EU-funded TAMAP concludes studies on local farming practices
The European Union-funded 'Technical Assistance to the Modernisation of Agriculture Programme' (TAMAP), which aims to increase the productivity and efficiency of the agriculture sector through specific interventions recently conducted agricultural value chain analysis studies for horticulture (fruits and vegetables), aquaculture, dairy, apiculture, floriculture, Palmyrah and essential oils.
TAMAP conducted a series of workshops and trainings in Kandy and Colombo to disseminate the findings of the studies. The programme is implemented by the consulting company, Ecorys Nederland B.V.
Dr TAMAP Team Leader, Christof Batzlen explained, "In 14 months, we have developed eight value chain studies on various commodities. We focused on the functionality of the value chains, as well as the economic, social and environmental aspects."
The value chain study outputs are vital to train stakeholders and agricultural officers with the aim of increasing the volume and quality of products traded in the various value chains in Sri Lanka.
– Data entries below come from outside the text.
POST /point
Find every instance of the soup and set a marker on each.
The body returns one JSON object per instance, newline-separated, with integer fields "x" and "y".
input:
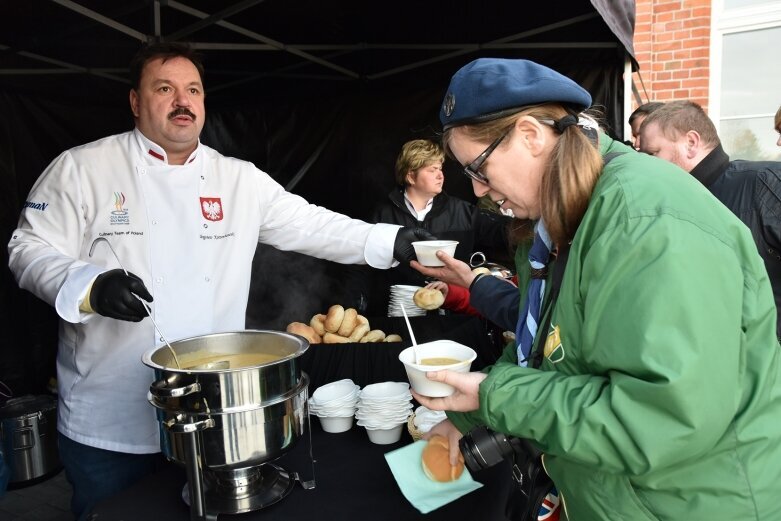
{"x": 439, "y": 360}
{"x": 208, "y": 360}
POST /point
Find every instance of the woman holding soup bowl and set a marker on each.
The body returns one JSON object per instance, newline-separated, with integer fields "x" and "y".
{"x": 654, "y": 374}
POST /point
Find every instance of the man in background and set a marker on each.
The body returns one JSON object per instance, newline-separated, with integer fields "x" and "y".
{"x": 681, "y": 132}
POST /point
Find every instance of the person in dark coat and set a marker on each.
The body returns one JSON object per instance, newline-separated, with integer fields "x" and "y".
{"x": 682, "y": 133}
{"x": 419, "y": 201}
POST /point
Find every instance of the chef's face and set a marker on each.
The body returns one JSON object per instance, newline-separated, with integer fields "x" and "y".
{"x": 169, "y": 106}
{"x": 514, "y": 168}
{"x": 427, "y": 180}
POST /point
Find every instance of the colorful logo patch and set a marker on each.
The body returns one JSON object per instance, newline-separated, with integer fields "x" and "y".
{"x": 119, "y": 215}
{"x": 211, "y": 207}
{"x": 553, "y": 350}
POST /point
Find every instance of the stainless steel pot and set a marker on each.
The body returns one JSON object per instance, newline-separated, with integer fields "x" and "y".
{"x": 28, "y": 431}
{"x": 245, "y": 416}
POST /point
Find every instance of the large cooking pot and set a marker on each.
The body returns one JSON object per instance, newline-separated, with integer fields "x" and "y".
{"x": 28, "y": 432}
{"x": 245, "y": 415}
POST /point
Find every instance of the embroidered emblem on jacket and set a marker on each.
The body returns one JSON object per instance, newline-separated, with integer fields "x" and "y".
{"x": 119, "y": 215}
{"x": 211, "y": 207}
{"x": 553, "y": 349}
{"x": 36, "y": 206}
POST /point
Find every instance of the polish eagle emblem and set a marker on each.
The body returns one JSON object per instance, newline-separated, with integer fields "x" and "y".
{"x": 211, "y": 207}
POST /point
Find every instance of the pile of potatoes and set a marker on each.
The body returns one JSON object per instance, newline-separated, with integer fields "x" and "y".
{"x": 340, "y": 326}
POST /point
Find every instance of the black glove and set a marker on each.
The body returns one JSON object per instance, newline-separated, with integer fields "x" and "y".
{"x": 402, "y": 246}
{"x": 112, "y": 296}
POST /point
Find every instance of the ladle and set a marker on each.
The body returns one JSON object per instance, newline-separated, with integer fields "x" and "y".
{"x": 411, "y": 335}
{"x": 143, "y": 302}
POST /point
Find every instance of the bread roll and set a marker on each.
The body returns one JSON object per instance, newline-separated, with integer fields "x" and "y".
{"x": 308, "y": 332}
{"x": 349, "y": 322}
{"x": 375, "y": 335}
{"x": 436, "y": 460}
{"x": 333, "y": 338}
{"x": 334, "y": 318}
{"x": 359, "y": 332}
{"x": 427, "y": 298}
{"x": 318, "y": 324}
TAMAP's value chain expert, Han van de Meerendonk observed, "For many commodities, a major part of the margin does not remain with the farmers, but with the intermediary, exporter or processor. We looked at how to increase the bargaining power of farmers to secure a higher income and how to add value along these value chains."
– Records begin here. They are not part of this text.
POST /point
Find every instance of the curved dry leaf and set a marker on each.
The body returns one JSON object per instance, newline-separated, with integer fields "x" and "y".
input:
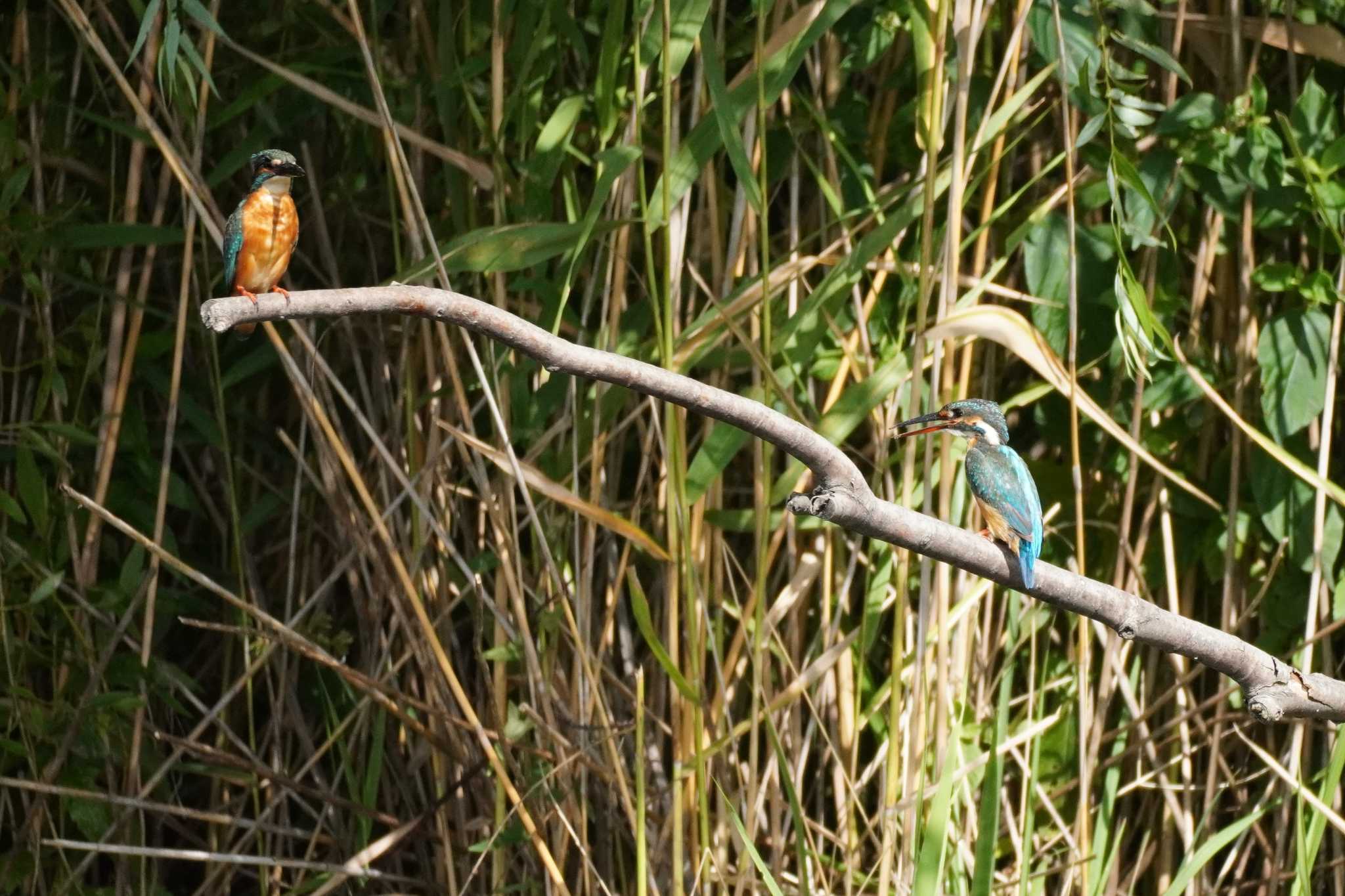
{"x": 1319, "y": 41}
{"x": 552, "y": 489}
{"x": 1012, "y": 330}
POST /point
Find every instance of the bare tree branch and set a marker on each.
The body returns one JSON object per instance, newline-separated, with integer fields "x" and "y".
{"x": 1274, "y": 689}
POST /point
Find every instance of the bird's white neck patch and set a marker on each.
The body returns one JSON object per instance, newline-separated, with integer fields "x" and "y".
{"x": 988, "y": 433}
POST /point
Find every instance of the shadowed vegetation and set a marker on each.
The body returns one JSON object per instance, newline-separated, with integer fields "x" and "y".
{"x": 286, "y": 602}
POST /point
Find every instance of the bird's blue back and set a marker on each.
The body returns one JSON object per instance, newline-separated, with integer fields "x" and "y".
{"x": 233, "y": 244}
{"x": 1000, "y": 479}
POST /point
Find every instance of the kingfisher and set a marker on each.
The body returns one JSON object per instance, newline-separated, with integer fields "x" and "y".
{"x": 263, "y": 232}
{"x": 1000, "y": 480}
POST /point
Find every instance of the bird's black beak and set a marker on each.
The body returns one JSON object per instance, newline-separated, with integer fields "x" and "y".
{"x": 939, "y": 422}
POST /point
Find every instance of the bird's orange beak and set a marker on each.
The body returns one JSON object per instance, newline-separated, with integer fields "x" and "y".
{"x": 939, "y": 422}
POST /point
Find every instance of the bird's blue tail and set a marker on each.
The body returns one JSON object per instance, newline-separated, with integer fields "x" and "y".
{"x": 1026, "y": 557}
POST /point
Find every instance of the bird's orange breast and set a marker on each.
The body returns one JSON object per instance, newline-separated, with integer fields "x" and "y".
{"x": 998, "y": 526}
{"x": 271, "y": 230}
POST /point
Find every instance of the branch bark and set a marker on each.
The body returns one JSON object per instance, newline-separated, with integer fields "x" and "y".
{"x": 1274, "y": 689}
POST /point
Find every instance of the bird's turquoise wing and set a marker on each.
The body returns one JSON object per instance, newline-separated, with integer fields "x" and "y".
{"x": 233, "y": 245}
{"x": 1033, "y": 500}
{"x": 1000, "y": 479}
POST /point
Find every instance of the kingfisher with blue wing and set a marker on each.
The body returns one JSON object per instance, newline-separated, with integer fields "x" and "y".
{"x": 263, "y": 232}
{"x": 1000, "y": 480}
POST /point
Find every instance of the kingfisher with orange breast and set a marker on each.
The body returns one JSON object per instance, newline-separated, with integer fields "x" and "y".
{"x": 263, "y": 232}
{"x": 1000, "y": 480}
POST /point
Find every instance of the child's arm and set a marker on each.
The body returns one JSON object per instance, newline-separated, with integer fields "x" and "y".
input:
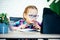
{"x": 36, "y": 25}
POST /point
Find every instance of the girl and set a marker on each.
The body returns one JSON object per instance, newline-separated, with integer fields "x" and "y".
{"x": 29, "y": 19}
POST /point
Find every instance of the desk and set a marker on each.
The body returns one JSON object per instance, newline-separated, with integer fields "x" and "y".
{"x": 28, "y": 35}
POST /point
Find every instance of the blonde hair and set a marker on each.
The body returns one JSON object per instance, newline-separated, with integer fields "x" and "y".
{"x": 26, "y": 9}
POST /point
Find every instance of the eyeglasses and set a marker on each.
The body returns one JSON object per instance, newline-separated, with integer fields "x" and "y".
{"x": 33, "y": 16}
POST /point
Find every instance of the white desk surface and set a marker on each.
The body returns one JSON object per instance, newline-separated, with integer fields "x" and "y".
{"x": 18, "y": 34}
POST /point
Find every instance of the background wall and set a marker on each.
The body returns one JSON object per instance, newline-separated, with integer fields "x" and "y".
{"x": 15, "y": 8}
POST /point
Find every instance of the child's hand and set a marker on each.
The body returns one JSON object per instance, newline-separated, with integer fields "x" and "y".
{"x": 36, "y": 25}
{"x": 23, "y": 26}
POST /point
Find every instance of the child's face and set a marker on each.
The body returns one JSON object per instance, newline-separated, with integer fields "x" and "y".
{"x": 31, "y": 15}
He added "To develop Sri Lanka's agriculture into a market-driven sector, we need to follow an approach which is by itself market-driven. Our analysis provides much needed evidence and highlights the strengths and weaknesses in the different markets."
TAMAP Agricultural Economist, Dr. Chatura Rodrigo explained, "The objective was to analyse opportunities for export promotion and import substitution and we selected these value chains accordingly."
He noted, "We spoke to all relevant stakeholders and had focus group discussions with farmers. Value chains have different trading channels. Each trading channel creates value for its stakeholders. This is expressed through the price margin that each stakeholder gets. We wanted to compare different trading channels in a value chain in order to see which trading channels provide the best incentives for the farmer."
Illustrating the challenges, Dr. Rodrigo said, "Challenges are related to the business environment - this includes challenges in regulatory and compliance systems. Furthermore, since a large number of farmers are not well acquainted with basic principles for farming as a business, they face challenges in maximising their livelihood."
"There are also specific issues for export value chains and non-export value chains. Export value chains face issues with processing, transport and logistics," he noted.
Dr. Rodrigo advised, "Large-scale farmers are capable of using economies of scale. However, for the smaller ones it is not possible. They face a lot of issues in terms of their operational efficiency. They are not commercial farmers, but if they aspire to be in the commercial value chain they have to improve their productivity. Through technology and strategic investments, it can be done. We need to look into ways of advancing farmers to the next stage."
The value chain studies also provide a wealth of information on opportunities to diversify the Sri Lankan agricultural sector into higher value-added products, as well as to strengthen the social inclusion of smallholder farmers and especially women in these sectors.
The findings of these value chain studies will be shared among a wider Sri Lankan audience of private sector stakeholders, development projects, practitioners and Government bodies to utilise them for future interventions in the agricultural sector.
Dr. Olaf Heidelbach, Programme Manager at the EU Delegation, concluded, "We aim to incorporate the findings and recommendations of the value chain studies in the Overarching Agriculture Policy (OAP) and strategy that is currently being developed jointly with the Government."